Balmes: Their feeling was that people went outdoors thinking they could spend as much time as they wanted … That was the hand-waving answer to why that might have occurred. We do know that N95s protect people from wildfire smoke. Unfortunately, cloth masks don’t. Cloth masks, which we’re wearing to protect others from the wearer transmitting the virus, work for that. But they don’t protect against inhaling fine particles, because those 2.5-microns-size particles go right through the weave of a cloth mask.

A surgical mask is better. That will get you about 20 to 30 percent reduction in wildfire smoke, PM2.5. But an N95 will get 95 percent reduction if it fits you properly. And even if you haven’t been properly fitted, it probably will give you 80 percent reduction or so. The trouble is, N95s aren’t necessarily available to the general public now, because of their reservation for health-care workers and other first responders. But a type of N95 that is available is an N95 with an exhalation valve, which is actually more comfortable to wear.

Wells: Right, so I have one of those, but I’ve been wearing that. And then a cloth mask over it for COVID-19.

Balmes: Perfect. You’re great. That’s the way you should do it.

Wells: But it’s not comfortable! [Laughs.]

Balmes: [Laughs.] I didn’t say it was comfortable. But it protects you and it protects others.

Wells: I want to protect everyone and also be comfortable at the same time. But it doesn’t seem like that’s going to be the case.

Balmes: I can tell you that if you’re just walking, you don’t have to worry about infecting others with an N95 with an exhalation valve.

Wells: Oh, really?

Balmes: You have to breathe hard enough to open the valve. If you’re exercising—if you’re jogging or cycling—that will open the valve. If you’re just walking, it won’t. As a matter of fact, we’re trying to get the CDC to not be so strict about the use of N95s with exhalation valves for the public. I’m totally fine with health-care workers not using them, but, you know, there’s a grocery store that won’t let me in unless I put masking tape on or wear another mask over it.

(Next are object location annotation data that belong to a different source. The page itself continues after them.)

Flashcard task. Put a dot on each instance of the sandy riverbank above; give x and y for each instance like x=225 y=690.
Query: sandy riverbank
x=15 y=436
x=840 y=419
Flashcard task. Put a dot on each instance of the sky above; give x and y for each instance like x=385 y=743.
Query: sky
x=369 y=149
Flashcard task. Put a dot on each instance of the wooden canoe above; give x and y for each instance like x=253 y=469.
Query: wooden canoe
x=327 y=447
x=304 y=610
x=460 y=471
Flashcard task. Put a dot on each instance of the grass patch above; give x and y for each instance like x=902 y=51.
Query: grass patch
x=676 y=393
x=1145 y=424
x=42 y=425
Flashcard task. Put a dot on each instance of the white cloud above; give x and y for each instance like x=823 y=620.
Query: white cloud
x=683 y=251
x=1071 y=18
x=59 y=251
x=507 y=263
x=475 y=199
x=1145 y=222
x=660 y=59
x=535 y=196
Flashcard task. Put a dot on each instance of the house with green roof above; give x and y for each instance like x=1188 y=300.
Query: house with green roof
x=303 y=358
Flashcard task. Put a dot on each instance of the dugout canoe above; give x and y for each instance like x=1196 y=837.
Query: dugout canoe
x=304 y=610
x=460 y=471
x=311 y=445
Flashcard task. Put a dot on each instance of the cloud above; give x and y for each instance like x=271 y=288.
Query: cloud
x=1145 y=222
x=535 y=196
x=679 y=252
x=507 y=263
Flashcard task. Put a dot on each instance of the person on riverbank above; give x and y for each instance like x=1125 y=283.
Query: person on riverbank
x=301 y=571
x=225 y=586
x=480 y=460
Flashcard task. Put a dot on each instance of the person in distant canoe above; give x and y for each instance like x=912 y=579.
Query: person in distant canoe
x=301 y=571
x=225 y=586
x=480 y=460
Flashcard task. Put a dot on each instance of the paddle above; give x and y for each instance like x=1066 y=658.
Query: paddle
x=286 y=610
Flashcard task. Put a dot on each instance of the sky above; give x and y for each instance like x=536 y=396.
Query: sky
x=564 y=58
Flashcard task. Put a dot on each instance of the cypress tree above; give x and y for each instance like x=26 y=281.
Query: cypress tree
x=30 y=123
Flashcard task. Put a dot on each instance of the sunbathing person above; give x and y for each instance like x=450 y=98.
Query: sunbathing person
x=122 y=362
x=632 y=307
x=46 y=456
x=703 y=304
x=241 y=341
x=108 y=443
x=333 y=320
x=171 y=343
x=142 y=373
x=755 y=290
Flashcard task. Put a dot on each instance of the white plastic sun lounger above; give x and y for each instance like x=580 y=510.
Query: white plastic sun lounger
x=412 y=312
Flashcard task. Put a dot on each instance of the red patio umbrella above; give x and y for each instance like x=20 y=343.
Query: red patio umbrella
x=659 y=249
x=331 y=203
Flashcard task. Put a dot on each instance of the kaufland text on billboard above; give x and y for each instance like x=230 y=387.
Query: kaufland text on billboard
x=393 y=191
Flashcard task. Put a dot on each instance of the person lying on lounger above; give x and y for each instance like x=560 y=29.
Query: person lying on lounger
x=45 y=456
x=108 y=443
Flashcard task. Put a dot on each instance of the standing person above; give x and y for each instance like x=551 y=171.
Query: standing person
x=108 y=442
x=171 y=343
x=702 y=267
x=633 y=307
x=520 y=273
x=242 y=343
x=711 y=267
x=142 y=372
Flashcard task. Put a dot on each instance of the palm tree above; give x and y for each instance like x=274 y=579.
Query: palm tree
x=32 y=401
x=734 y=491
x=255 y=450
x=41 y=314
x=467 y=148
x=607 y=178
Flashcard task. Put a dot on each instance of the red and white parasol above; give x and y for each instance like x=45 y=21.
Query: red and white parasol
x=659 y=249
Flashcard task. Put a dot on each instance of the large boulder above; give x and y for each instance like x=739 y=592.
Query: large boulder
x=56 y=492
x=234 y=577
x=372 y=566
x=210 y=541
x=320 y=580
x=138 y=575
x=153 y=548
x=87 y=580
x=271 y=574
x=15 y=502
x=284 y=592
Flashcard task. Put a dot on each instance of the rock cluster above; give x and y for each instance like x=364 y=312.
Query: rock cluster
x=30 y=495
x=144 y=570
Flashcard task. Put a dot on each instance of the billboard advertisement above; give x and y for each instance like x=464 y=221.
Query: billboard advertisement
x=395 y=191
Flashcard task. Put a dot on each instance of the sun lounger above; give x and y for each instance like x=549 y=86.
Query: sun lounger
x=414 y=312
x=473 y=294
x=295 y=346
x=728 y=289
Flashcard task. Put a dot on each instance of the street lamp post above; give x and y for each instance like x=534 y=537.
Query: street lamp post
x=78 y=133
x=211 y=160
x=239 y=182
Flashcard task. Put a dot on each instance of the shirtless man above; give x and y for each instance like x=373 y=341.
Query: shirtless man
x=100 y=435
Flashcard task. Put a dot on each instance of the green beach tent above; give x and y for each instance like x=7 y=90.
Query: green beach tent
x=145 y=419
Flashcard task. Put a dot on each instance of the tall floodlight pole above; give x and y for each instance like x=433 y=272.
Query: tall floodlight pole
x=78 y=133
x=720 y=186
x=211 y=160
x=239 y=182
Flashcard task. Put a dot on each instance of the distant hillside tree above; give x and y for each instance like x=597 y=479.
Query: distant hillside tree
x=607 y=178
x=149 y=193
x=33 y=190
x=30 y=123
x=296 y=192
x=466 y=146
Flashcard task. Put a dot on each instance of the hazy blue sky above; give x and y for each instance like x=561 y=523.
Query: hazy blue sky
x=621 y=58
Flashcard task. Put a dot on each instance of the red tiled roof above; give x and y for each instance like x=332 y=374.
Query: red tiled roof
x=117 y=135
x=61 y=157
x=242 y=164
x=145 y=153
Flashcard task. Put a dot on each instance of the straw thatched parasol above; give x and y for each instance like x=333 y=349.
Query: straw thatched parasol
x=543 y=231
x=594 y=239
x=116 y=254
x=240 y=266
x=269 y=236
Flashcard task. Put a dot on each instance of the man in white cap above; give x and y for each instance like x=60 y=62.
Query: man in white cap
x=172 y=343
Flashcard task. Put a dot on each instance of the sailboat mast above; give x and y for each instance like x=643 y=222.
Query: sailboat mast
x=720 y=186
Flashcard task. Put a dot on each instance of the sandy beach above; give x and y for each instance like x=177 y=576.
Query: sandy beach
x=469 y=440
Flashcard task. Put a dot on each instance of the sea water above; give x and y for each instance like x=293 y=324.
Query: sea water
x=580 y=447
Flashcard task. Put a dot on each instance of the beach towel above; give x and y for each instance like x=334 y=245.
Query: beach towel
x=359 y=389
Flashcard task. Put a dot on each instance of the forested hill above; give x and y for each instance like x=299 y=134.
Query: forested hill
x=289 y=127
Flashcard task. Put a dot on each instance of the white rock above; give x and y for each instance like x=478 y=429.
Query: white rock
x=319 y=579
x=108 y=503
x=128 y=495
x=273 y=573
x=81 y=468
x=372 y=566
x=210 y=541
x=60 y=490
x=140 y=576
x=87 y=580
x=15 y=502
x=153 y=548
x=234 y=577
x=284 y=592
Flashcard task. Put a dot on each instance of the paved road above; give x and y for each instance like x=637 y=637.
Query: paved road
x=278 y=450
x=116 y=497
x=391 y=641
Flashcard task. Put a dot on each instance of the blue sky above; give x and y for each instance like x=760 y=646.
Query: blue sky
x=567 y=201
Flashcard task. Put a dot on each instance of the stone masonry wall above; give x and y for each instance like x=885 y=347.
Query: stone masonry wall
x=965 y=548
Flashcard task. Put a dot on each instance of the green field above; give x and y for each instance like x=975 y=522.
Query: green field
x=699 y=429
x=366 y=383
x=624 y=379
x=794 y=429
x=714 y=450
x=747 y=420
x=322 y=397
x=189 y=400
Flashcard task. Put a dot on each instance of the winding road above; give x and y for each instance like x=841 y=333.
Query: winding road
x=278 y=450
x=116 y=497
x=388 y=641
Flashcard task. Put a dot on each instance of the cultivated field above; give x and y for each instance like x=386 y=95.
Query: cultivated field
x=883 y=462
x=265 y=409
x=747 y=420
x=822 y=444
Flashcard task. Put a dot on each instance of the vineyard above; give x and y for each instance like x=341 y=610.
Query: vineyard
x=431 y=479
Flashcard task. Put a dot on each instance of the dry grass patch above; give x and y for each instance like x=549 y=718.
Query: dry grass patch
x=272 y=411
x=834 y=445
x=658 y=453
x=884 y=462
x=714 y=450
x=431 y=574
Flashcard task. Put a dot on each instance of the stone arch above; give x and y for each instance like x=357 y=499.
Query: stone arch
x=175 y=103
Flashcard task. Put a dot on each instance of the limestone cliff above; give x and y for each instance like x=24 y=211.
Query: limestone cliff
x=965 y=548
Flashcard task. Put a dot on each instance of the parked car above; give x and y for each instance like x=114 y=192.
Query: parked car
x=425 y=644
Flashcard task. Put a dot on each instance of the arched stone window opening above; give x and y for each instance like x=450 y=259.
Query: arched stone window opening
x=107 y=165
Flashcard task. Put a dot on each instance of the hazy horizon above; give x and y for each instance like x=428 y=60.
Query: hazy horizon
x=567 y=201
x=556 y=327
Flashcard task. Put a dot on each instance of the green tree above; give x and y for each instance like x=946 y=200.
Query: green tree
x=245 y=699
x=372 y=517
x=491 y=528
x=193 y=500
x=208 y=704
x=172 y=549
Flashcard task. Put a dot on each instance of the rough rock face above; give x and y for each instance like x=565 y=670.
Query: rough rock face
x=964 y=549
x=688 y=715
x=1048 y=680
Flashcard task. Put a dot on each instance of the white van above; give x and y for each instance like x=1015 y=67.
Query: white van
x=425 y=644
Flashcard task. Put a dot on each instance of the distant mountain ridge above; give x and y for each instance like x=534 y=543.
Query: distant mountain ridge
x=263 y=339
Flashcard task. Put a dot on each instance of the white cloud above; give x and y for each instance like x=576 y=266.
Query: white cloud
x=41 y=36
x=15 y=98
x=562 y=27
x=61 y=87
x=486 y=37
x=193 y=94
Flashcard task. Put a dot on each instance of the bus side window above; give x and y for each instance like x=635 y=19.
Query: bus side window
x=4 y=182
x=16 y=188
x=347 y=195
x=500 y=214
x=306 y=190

Wells: With an N95 with masking tape over the mouth and an orange sky, you’re painting a vivid picture. So just to sum up: What do we need to know about air quality and COVID-19?

Balmes: We think that there is an increased risk of COVID-19 with poor air quality, and that includes poor air quality due to wildfire smoke, and so people should try to reduce their exposure as much as possible. And the best thing to do is to stay indoors with the windows closed and portable air cleaners in any room that they want to spend a lot of time in.